ものみな褪せたような気がするほどの圧倒的な薄明の中を歩いている。
 陽は、月は、どこへいったのだろう。
 波の寄せる岸辺へ向かって、歩みは重く、手は冷たい。
 薄明はとろけたような金色を砂のように撒き散らし、髪を、睫毛のひとすじを、爪の先を濡らし、引く裾の襞に絡まってぼんやりと照らしている。
 ―――あれは何。
 耳に忍び入るあれは、紋を描く波のような音は何?
 遠い遠い、そう形容したくなる昔に、そんな音を聞いたような気がする。

 打ち寄せる岸辺も一様に薄明に包まれて、だから金色なのは当たり前なのだ。
 けれどゆるやかな光の中で、とても懐かしい姿を見る。
 そこにいるのに、なんて遠い。
 ―――あれは何。

 瞬き、ガラドリエルは胸の熱さを感じて立ち尽くす。
 溢れだしそうな何かはそのままに、見つめる先で、懐かしい姿が振り返る。
「一別以来だね、ネアウェン」
 微笑むのは甘やかな淡い紫の瞳。軽やかな金髪も良く知ったもので。
「お父様」
 そう、最後に見た時は誰もかれも厳しい顔をしていて。……こんな不思議な光などなく。闇と。
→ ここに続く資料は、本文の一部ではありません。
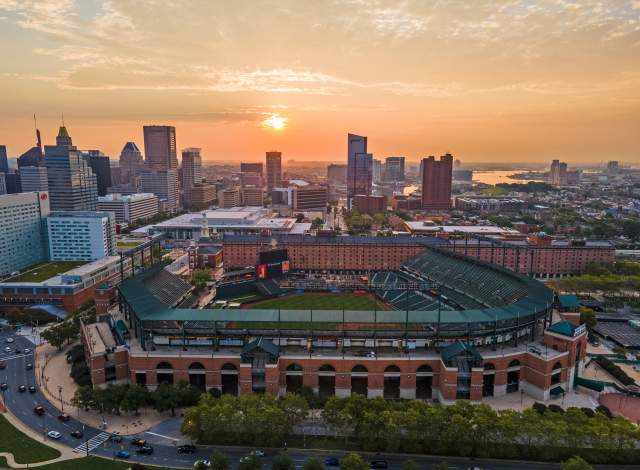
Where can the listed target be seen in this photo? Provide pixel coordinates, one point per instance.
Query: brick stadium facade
(535, 257)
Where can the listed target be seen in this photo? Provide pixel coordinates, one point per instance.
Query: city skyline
(510, 82)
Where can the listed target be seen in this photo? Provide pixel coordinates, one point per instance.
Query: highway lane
(21, 404)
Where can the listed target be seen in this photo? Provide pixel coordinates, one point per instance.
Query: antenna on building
(35, 125)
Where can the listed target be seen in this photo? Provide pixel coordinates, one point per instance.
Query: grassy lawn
(23, 448)
(43, 271)
(93, 463)
(314, 301)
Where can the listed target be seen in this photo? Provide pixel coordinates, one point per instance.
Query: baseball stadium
(441, 327)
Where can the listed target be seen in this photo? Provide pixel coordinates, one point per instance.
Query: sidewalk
(52, 375)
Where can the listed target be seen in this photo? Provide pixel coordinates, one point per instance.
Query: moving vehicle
(145, 450)
(378, 464)
(186, 449)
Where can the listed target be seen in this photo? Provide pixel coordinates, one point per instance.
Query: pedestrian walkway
(92, 443)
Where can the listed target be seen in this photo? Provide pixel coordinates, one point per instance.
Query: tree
(353, 462)
(250, 462)
(282, 461)
(409, 465)
(314, 463)
(218, 461)
(576, 463)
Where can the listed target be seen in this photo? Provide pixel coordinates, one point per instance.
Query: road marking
(162, 435)
(94, 442)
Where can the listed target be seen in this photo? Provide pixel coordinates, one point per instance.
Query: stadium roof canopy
(141, 293)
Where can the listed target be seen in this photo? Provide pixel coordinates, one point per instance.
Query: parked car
(186, 449)
(136, 441)
(378, 464)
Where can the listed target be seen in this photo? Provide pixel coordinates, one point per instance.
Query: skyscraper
(160, 147)
(394, 169)
(4, 162)
(274, 170)
(436, 182)
(558, 173)
(130, 162)
(72, 184)
(101, 167)
(359, 167)
(191, 172)
(163, 184)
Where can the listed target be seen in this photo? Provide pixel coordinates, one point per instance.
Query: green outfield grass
(43, 271)
(317, 301)
(24, 449)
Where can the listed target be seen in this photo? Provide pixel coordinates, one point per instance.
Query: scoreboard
(272, 263)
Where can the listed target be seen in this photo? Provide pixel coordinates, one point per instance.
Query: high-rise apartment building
(160, 148)
(101, 168)
(394, 169)
(336, 174)
(129, 209)
(309, 198)
(22, 240)
(4, 161)
(436, 182)
(163, 184)
(34, 179)
(131, 162)
(359, 167)
(274, 170)
(72, 184)
(80, 236)
(558, 173)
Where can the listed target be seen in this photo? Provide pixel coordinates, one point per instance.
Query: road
(96, 442)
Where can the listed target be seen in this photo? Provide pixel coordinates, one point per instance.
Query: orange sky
(513, 81)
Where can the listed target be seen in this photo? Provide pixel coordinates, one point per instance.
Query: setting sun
(275, 122)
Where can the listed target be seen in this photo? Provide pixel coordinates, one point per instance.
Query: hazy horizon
(509, 82)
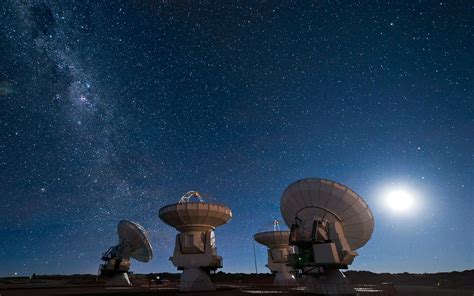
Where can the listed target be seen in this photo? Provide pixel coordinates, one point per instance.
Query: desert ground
(365, 283)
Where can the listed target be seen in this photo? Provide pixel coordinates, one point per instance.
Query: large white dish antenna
(134, 242)
(325, 199)
(188, 216)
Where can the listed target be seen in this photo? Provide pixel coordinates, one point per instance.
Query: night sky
(112, 109)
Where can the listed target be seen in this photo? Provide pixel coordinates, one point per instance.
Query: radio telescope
(278, 251)
(133, 243)
(195, 251)
(328, 222)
燃え滾るばかりの気持ちが。
 ああ。
 遠いと言うには近すぎる記憶に、ガラドリエルはうまく笑うことができない。
 フィナルフィンはその場で優雅に一礼する。
 降るような薄明の中で、彼はガラドリエルを見つめると、静かに歌い出した。

 父は歌わないひとであった。ガラドリエルはそう記憶している。
 歌と言葉で出来たこの世界で、とりわけ歌に親しみ歌を愛するテレリの――リンダールの都にあって、その姫を娶っても、フィナルフィンは歌おうとはしなかった。いつも至って静かに微笑み、笛を奏でていた。
 今初めて聞く父の歌は、抱きしめるような力強さを持っている。
 薄明を浴びるその岸辺で、歌は広がる。昇る。遠い、遠い、遠くから…
 ―――わたしに向かって。

 輪郭を包むように触れる手はとても温かい。その指がやさしく瞼を辿り、金色の雫をはらう。
 フィナルフィンは立ち尽くすガラドリエルの手に額を押し当てる。
「ご機嫌よう、華冠の姫、ただひとり残った我が子よ!」
 はっと息を飲んだ娘の前で、父は顔を上げ、真摯な瞳で覗きこむ。
「正しいことも、間違ったことも、規範さえも君は自由に選びとれる」
 染みいるような言葉だった。かつてを思い起こさせる金色の光の中で、フィナルフィンは胸を突くように輝く声音で続けた。
「君の凱旋を待っているよ、アルタニス。西の遠くで」

「……おとうさま」
 呼んだ声はあまりに小さく、うつむいていて、けれど正しく父には届いただろう。フィナルフィンは娘を抱きしめて、その鼓動を聞き逃したくないというふうにじっとしていた。
 そうするうちに金色の光は忍び寄る夜の色に変わり、娘は抱き返さない腕のまま目を閉じる。
「幸せにおなり。――アラタリエル」
 夜に相応しい密やかな言葉と共に、額に優しいぬくみを感じた。震えているような気がした。
 ―――ごきげんよう。
 この歌と祝福を忘れることはないだろう。ガラドリエルは深く頭を垂れる。
 選んだ道に恐れはなかった。父が見守っているのだから。